- Complete automatic workflow for image alignment and stitching
- Feature detection and matching
- Automatic multi-image matching
- Global optimization (Bundle adjustment)
- Color calibration
- Image blending
- Each feature can be used separately, collection of useful algorithms
- Support for embedding in UI
- 16-bit color depth support
- Supports over 50 image formats including JPEG 2000, HD Photo, HDR formats and RAW camera formats
- Multi-core parallel processing support
- Parallel image processing
- Easy to use heterogeneous computing (multi-core CPUs, CUDA GPUs, OpenCL)
- Demos and command-line application included
- Compatible with .NET 4.0/4.5, 100% managed code (C#)
- Both 32-bit and 64-bit, strong-named, digitally signed DLL
- Full feature list...
Automatic image stitching
SharpStitch is able to align and blend images from scans, microscopes, aerial photography and handheld cameras (rotational panoramas). Parametric motion can be restricted to 3D rotation, skewing, scaling, rotation or just pure translation.
Feature detection and matching
Feature detection is robust to rotation, scale changes and blur. It is also partially robust to viewpoint changes and JPEG artifacts. Detected features are "described" with vectors of numbers so they can be matched. Each feature is also given information about its orientation, scale, strength and image gradients. Number of features can be limited by various methods including Adaptive Non-Maximal Suppression (ANMS).
SharpStitch includes reliable methods for translation, isometry, similarity, affine, rotation and homography estimation. The estimation makes use of robust estimation combined with nonlinear refinement and guided matching.
Automatic multi-image matching
Both feature matching and multi-image matching is performed on pre-filtered sets of corresponding feature pairs and the results are further checked to remove false positives. SharpStitch is able to process unordered sets of images and find mosaics in them.
Global optimization (Bundle adjustment)
SharpStitch can refine image positions and other parameters jointly for the whole mosaic. Any possible misregistration errors are smoothed out with this process.

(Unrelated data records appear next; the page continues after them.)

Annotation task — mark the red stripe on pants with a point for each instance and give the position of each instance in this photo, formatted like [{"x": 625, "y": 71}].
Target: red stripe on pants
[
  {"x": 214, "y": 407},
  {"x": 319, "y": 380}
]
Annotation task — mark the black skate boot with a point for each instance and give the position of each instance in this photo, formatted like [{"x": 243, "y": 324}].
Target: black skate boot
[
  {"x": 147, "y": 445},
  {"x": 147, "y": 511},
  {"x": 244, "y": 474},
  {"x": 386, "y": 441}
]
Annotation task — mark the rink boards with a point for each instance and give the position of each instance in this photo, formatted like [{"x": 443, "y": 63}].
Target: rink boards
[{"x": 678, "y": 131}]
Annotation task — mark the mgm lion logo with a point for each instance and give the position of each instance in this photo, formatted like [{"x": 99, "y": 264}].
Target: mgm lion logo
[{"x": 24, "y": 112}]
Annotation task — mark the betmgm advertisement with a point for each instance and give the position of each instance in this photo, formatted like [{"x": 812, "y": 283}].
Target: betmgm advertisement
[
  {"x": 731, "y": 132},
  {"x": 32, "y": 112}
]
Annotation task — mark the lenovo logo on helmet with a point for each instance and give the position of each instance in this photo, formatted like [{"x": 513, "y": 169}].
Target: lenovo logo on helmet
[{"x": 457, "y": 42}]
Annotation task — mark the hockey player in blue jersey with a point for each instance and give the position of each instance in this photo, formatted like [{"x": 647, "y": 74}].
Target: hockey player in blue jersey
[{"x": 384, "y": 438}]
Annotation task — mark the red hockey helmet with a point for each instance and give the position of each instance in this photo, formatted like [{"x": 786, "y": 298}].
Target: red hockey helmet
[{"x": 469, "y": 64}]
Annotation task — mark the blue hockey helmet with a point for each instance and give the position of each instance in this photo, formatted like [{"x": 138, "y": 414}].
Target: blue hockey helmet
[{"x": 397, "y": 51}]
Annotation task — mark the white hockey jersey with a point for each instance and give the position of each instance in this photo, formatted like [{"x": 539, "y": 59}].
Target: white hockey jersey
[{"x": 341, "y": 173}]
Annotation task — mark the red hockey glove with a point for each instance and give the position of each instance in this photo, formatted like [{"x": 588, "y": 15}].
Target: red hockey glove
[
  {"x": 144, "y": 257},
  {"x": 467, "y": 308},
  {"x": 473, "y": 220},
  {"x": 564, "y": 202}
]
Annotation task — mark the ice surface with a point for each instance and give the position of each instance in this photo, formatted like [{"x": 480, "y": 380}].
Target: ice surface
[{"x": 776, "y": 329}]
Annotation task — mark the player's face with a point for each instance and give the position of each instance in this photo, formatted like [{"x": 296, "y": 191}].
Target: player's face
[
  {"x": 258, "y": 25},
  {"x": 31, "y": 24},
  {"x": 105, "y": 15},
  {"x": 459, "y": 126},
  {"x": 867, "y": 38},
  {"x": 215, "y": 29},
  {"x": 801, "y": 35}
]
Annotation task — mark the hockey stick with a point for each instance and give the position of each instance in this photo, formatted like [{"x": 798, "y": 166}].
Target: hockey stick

Photometric calibration parameters can be computed and applied to images to reduce effects of automatic exposure, vignetting and other effects. Calibration also improves blending by removing banding artifacts caused by strong vignetting and abrupt low frequency changes (e.g. when sky color changes abruptly due to exposure variation).
Rotational mosaics have curved appearance when taken by handheld cameras or using tripods which are even slightly tilted. This effect can be removed in SharpStitch by computing and applying global rotation (additional rotation of the whole mosaic can be further specified by the user).

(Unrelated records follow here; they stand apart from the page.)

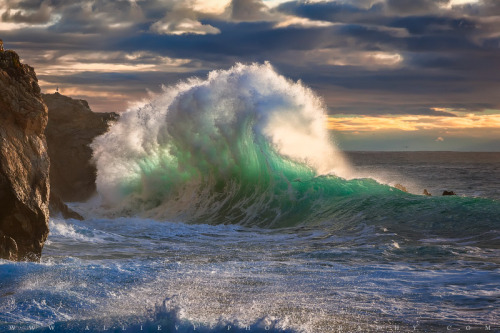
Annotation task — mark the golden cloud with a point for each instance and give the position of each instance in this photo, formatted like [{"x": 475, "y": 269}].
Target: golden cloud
[{"x": 412, "y": 122}]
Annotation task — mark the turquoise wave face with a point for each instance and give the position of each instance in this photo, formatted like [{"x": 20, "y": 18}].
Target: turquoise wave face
[{"x": 249, "y": 147}]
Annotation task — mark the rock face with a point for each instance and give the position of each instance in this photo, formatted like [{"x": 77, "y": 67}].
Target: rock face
[
  {"x": 72, "y": 127},
  {"x": 24, "y": 162}
]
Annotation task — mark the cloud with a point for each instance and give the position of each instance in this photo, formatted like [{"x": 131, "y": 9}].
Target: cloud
[
  {"x": 412, "y": 123},
  {"x": 362, "y": 57},
  {"x": 183, "y": 26},
  {"x": 249, "y": 10},
  {"x": 40, "y": 16},
  {"x": 416, "y": 6}
]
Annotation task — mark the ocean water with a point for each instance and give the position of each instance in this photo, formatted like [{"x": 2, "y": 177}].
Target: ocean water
[{"x": 224, "y": 206}]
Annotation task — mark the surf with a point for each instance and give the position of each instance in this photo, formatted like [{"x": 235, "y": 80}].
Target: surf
[{"x": 247, "y": 146}]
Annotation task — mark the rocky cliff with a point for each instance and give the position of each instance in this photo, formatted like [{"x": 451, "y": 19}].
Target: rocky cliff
[
  {"x": 24, "y": 162},
  {"x": 72, "y": 127}
]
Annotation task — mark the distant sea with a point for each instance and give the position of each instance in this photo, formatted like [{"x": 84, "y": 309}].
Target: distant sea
[
  {"x": 472, "y": 174},
  {"x": 394, "y": 271}
]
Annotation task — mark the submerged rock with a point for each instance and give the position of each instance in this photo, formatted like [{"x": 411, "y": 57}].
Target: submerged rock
[
  {"x": 58, "y": 207},
  {"x": 24, "y": 162},
  {"x": 72, "y": 127},
  {"x": 401, "y": 187}
]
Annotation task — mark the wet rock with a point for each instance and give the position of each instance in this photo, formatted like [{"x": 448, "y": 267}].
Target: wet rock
[
  {"x": 24, "y": 162},
  {"x": 71, "y": 129},
  {"x": 401, "y": 187}
]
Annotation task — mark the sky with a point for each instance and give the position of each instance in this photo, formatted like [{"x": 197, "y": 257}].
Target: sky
[{"x": 394, "y": 74}]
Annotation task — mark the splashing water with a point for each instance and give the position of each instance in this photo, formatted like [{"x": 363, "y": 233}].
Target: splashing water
[{"x": 241, "y": 138}]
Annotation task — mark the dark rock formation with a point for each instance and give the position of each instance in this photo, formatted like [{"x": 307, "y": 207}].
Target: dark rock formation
[
  {"x": 58, "y": 207},
  {"x": 24, "y": 162},
  {"x": 72, "y": 127}
]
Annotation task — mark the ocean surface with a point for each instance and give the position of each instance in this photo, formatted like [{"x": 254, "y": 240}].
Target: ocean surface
[{"x": 224, "y": 206}]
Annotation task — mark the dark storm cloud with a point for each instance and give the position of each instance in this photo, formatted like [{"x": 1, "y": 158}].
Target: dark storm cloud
[{"x": 379, "y": 57}]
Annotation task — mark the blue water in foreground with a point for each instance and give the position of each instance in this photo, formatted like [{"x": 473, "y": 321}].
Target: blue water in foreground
[{"x": 379, "y": 272}]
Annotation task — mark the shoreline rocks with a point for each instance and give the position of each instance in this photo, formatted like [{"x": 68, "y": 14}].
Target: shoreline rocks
[
  {"x": 24, "y": 162},
  {"x": 71, "y": 128}
]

SharpStitch provides various blending algorithms for different purposes. Image overlaps can be simply stacked on top of each other, averaged or blended with multiband (pyramid) blending algorithm. Blending masks can be constant (each image is given same weight at any place), transitional or seam-based. The seams are computed such that they minimize differences between images.
This can handle complicated mosaics consisting of moving objects.
Collection of useful algorithms
We have implemented a collection of helper algorithms in SharpStitch. Most of them are general-purpose and you can use them for your own tasks. These algorithms include:
- Fast approximate nearest-neighbor searching
- Fast max-flow/min-cut algorithm
- Levenberg-Marquardt nonlinear unconstrained optimization
- Finding largest inscribed rectangle for automatic cropping of image mosaics
- Template matching
- Distance Transform, Fast Watershed Transform
- and more...
Support for embedding in UI
SharpStitch library contains classes wrapping the entire stitching process. They support asynchronous processing on background, progress reporting and cancellation.
The demo package contains sample Windows Forms application demonstrating image stitching on UI.